At the same time as the church, the Jewish Synagogue was built in Karlin (also in the neo-Romanesque style). Since its foundaition, the district was the center of the industry, and many factory and tradesmen were of Jewish origin. Today the synagogue is used by the Czechoslovak Hussite Church.
Baroque Invalidovna is another important monument, which stood there before the very beginning of the quarter. Between 1731 and 1737, it was built in the style of the Paris Invalides, so that war veterans could live here. Last but not least, I have to mention the Negrelli's Railway Viaduct built in the middle of the 19th century. With a length of 1110 meters, it was the longest bridge of Europe until 1910. Today it undergoes extensive and very careful reconstruction, which will largely return to its original character.
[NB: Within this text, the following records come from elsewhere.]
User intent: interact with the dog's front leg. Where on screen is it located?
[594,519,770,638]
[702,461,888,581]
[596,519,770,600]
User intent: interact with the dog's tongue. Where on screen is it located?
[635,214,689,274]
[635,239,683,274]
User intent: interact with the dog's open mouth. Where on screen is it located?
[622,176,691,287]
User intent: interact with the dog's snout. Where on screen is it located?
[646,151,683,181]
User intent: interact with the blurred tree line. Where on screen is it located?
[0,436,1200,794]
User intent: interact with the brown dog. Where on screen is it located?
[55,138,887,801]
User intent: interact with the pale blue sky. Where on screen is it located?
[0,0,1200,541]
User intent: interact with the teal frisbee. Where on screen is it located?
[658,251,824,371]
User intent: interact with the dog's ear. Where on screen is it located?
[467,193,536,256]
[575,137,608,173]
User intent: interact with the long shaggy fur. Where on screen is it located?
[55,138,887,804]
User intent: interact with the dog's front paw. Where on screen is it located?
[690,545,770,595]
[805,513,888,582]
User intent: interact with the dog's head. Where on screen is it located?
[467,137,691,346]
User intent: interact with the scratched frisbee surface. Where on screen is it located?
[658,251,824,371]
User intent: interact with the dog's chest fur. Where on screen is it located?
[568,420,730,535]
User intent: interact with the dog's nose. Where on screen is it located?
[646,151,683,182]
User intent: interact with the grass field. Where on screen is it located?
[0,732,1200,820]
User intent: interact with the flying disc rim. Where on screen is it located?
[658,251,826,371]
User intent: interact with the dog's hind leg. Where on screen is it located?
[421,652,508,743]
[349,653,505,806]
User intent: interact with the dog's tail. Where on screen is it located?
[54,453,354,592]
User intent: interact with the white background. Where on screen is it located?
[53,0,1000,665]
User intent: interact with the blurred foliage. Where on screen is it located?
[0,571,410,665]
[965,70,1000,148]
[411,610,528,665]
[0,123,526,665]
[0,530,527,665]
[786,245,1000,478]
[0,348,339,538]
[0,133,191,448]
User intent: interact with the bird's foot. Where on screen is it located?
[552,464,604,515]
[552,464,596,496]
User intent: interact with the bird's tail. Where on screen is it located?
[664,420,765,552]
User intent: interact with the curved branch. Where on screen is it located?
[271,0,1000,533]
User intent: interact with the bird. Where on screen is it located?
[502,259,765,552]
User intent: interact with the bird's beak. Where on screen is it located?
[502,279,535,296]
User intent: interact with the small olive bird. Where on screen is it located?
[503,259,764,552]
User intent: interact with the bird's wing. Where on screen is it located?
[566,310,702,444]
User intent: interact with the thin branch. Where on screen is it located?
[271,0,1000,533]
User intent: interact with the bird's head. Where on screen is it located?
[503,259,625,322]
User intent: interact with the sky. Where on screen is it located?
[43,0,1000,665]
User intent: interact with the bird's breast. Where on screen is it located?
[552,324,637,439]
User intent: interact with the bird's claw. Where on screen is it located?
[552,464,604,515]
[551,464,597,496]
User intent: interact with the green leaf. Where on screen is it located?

But as I mentioned at the beginning, Karlin definitely is worth to visit because of the gastronomic experience. Here you will find several restaurants from the prestigious Michellin guide, including an excellent restaurant, café and bakery of Eska, where I find the best bread in Prague. You will always be able to taste it for free in the restaurant as a starter.
After a good meal and great coffee, you take a walk in the streets and parks, or walk through the pedestrian tunnel to Zizkov and go up to the monument on Vitkov hill, where you will have an unforgettable view of Prague besides the statue of Zizka.